Sometime after midnight, in November, 2009, Jose Gasque, then 29, was sitting on a Portland, Oregon, curb in an alley next to a building formerly occupied by Burger King. He was waiting for a friend to finish smoking a cigarette, when Portland Police Officer Tequila Thurman drove up to the men and shined a bright light on them. She asked them for identification and ran their names, checking for warrants. Neither man had a criminal history.

Thurman then asked to search their pockets. Gasque's friend consented and was allowed to leave, but Gasque believed the officer was violating his Fourth Amendment right against unreasonable searches. In fact, he reached into a pocket and pulled out an American Civil Liberties Union (ACLU) "Know Your Rights" guide and told her so. She was not impressed.

Thurman arrested Gasque on suspicion of criminal trespass for being on what she believed was private property closed to the public, according to testimony from an ensuing three-day trial. Gasque was handcuffed, his clothing was searched and he was transported to jail, where he was booked and held for more than four hours.

"He was clearly given this Catch-22 by the officer, 'You can let us search you, or we'll arrest you and then we'll search you,"' said David Fidanque, executive director of the ACLU of Oregon.

ACLU attorney Bronson James filed suit on behalf of Gasque in state court and the case proceeded to trial.
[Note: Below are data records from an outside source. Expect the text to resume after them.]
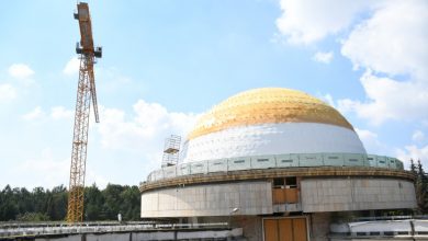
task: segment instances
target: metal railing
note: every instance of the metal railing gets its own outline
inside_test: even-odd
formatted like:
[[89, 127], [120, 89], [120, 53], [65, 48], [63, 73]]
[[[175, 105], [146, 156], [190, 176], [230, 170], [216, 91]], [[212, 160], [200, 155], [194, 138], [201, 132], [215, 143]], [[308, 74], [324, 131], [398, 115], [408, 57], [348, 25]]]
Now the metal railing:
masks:
[[402, 161], [385, 156], [361, 153], [272, 154], [180, 163], [153, 171], [147, 176], [147, 182], [214, 172], [308, 167], [371, 167], [404, 170]]

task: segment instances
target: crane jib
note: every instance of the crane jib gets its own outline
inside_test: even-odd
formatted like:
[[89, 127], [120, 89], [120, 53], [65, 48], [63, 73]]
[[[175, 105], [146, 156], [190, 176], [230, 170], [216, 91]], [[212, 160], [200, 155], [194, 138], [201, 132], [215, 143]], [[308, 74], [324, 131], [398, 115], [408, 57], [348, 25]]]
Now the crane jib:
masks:
[[95, 58], [101, 58], [102, 56], [102, 48], [93, 47], [92, 25], [88, 3], [79, 3], [77, 10], [78, 12], [75, 13], [75, 19], [79, 21], [80, 42], [76, 45], [76, 53], [80, 55], [80, 69], [67, 207], [67, 221], [74, 223], [83, 221], [85, 173], [91, 102], [95, 122], [99, 122], [93, 64], [95, 62]]

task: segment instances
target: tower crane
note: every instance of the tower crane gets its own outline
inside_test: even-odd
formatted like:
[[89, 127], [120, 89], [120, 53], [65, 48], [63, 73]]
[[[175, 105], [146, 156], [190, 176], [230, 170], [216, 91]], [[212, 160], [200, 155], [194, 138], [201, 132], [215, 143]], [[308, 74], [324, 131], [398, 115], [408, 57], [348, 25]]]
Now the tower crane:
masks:
[[92, 24], [88, 3], [80, 2], [77, 4], [75, 19], [79, 21], [80, 27], [80, 42], [76, 45], [76, 53], [80, 58], [80, 67], [72, 136], [70, 183], [67, 208], [68, 222], [81, 222], [83, 220], [85, 173], [91, 101], [93, 104], [95, 122], [100, 122], [98, 115], [93, 65], [97, 61], [95, 58], [101, 58], [102, 56], [102, 48], [93, 46]]

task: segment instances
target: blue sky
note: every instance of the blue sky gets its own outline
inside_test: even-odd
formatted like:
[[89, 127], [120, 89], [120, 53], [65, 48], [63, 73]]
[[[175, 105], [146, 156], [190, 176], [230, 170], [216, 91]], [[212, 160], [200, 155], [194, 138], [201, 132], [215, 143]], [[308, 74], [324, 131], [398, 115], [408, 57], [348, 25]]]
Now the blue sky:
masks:
[[[338, 108], [370, 153], [428, 168], [428, 3], [89, 1], [101, 123], [87, 183], [138, 184], [164, 138], [252, 88]], [[0, 15], [0, 187], [68, 185], [77, 88], [74, 1], [16, 0]]]

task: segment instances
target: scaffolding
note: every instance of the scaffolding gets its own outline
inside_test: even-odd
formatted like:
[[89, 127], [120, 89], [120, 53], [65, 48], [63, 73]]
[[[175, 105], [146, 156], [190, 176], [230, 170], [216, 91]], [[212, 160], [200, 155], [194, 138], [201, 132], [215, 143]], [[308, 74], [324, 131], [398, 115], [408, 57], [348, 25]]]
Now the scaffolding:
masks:
[[176, 165], [180, 154], [181, 137], [171, 135], [165, 140], [162, 168]]

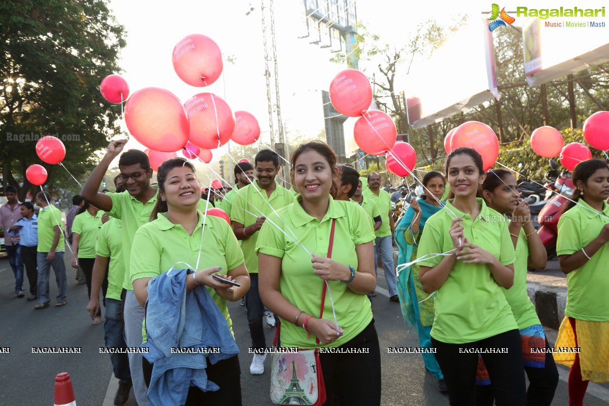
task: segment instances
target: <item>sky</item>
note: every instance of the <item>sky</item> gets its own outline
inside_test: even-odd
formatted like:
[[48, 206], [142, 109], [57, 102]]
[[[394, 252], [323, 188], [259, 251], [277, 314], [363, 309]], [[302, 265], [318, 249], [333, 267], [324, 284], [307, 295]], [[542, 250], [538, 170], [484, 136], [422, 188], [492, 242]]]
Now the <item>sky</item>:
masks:
[[[262, 0], [264, 3], [267, 1]], [[407, 43], [409, 35], [420, 23], [434, 18], [441, 25], [458, 23], [459, 15], [480, 16], [483, 11], [490, 12], [491, 1], [357, 0], [356, 7], [358, 20], [365, 23], [371, 32], [379, 35], [383, 42], [400, 47]], [[260, 124], [261, 139], [268, 143], [261, 3], [261, 0], [111, 0], [110, 7], [117, 21], [127, 30], [127, 46], [121, 52], [119, 65], [132, 93], [144, 87], [158, 86], [174, 93], [183, 102], [197, 93], [212, 92], [224, 98], [233, 111], [245, 110], [253, 114]], [[501, 2], [499, 5], [509, 11], [521, 6], [572, 7], [574, 4], [568, 0], [527, 0]], [[583, 0], [577, 4], [580, 8], [605, 5], [600, 0]], [[320, 91], [328, 90], [333, 78], [346, 66], [329, 62], [331, 53], [328, 49], [310, 43], [309, 38], [299, 38], [306, 31], [301, 0], [275, 0], [274, 7], [284, 127], [287, 131], [315, 136], [323, 128]], [[175, 44], [186, 35], [195, 33], [213, 39], [224, 57], [222, 76], [206, 88], [186, 85], [178, 77], [172, 65]], [[270, 37], [267, 38], [270, 41]], [[468, 51], [468, 44], [463, 44], [460, 51], [463, 54], [462, 59], [458, 53], [456, 57], [458, 63], [466, 63]], [[234, 58], [234, 63], [228, 62], [228, 57]], [[373, 69], [371, 67], [367, 72]], [[450, 75], [449, 69], [446, 74]], [[429, 86], [434, 86], [433, 82], [429, 82]], [[352, 128], [350, 121], [353, 121], [350, 119], [347, 122], [346, 133]], [[133, 138], [128, 146], [144, 148]], [[221, 153], [224, 151], [216, 155]]]

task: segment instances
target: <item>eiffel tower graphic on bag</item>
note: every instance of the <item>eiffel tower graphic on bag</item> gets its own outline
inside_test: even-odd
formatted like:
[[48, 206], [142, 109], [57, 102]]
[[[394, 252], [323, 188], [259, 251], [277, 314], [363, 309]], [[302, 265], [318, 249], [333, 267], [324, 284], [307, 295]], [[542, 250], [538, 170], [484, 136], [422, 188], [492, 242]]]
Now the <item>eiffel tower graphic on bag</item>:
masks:
[[304, 391], [300, 387], [298, 379], [296, 377], [296, 365], [292, 362], [292, 380], [290, 386], [286, 390], [281, 399], [278, 402], [281, 405], [312, 405], [309, 398], [304, 394]]

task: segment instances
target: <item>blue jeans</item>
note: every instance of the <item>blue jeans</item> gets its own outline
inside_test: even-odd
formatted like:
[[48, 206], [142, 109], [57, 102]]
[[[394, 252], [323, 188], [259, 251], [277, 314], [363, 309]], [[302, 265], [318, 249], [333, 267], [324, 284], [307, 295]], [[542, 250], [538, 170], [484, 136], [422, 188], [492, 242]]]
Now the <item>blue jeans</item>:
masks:
[[[408, 284], [410, 287], [410, 300], [415, 309], [415, 318], [417, 319], [417, 332], [419, 336], [419, 345], [424, 348], [431, 348], [431, 326], [424, 326], [421, 324], [421, 316], [419, 313], [418, 299], [417, 298], [417, 291], [415, 290], [415, 281], [410, 272], [408, 280]], [[431, 299], [430, 299], [431, 300]], [[444, 376], [440, 369], [440, 365], [435, 359], [435, 355], [432, 352], [423, 352], [423, 362], [425, 364], [425, 368], [429, 373], [437, 377], [438, 379], [443, 379]]]
[[[104, 338], [108, 348], [126, 348], [121, 301], [106, 298], [105, 321], [104, 323]], [[110, 361], [114, 376], [119, 379], [131, 380], [129, 357], [127, 354], [110, 354]]]
[[21, 246], [6, 245], [6, 254], [9, 257], [9, 264], [15, 274], [15, 292], [23, 290], [23, 262], [21, 262]]
[[57, 300], [58, 302], [65, 300], [67, 296], [68, 281], [66, 279], [66, 265], [63, 263], [63, 253], [55, 253], [55, 258], [52, 262], [46, 261], [46, 256], [49, 253], [38, 253], [37, 257], [38, 267], [38, 303], [48, 303], [51, 301], [49, 298], [49, 274], [51, 273], [52, 265], [55, 272], [55, 280], [57, 283]]
[[389, 297], [398, 294], [396, 285], [398, 278], [395, 276], [395, 265], [393, 264], [393, 243], [391, 236], [377, 237], [375, 240], [375, 273], [378, 274], [378, 251], [381, 251], [381, 260], [385, 268], [385, 280], [389, 288]]
[[250, 274], [250, 290], [245, 293], [245, 309], [247, 311], [247, 324], [250, 326], [252, 348], [266, 348], [262, 317], [264, 306], [258, 293], [258, 274]]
Multnomah County Circuit Court Judge Kathleen Dailey found Defendants liable, ruling that the alley was open to the public and that Thurman falsely arrested Gasque and committed assault and battery against him when she cuffed him too tightly and put him in her patrol car to transport him to jail. The issue of damages was sent to a jury.

City Attorney Bill Manlove argued against damages, telling jurors that Thurman thought she smelled marijuana. After searching his friend, she still wanted to search Gasque because he could have been a drug dealer, said Manlove. Neither man had any drugs on them.

Jurors deliberated for about two hours before awarding Gasque $11,250 of the $49,250, he requested.

Fidanque said the verdict should send a message to Portland police that they need to respect people's constitutional rights. Law-abiding people have a right to refuse searches without probable cause, he said.

Describing the arrest as "terrifying," Gasque, a development engineer and father of an 11-year-old son, said the case was "never about the money," and he felt vindicated by the verdict.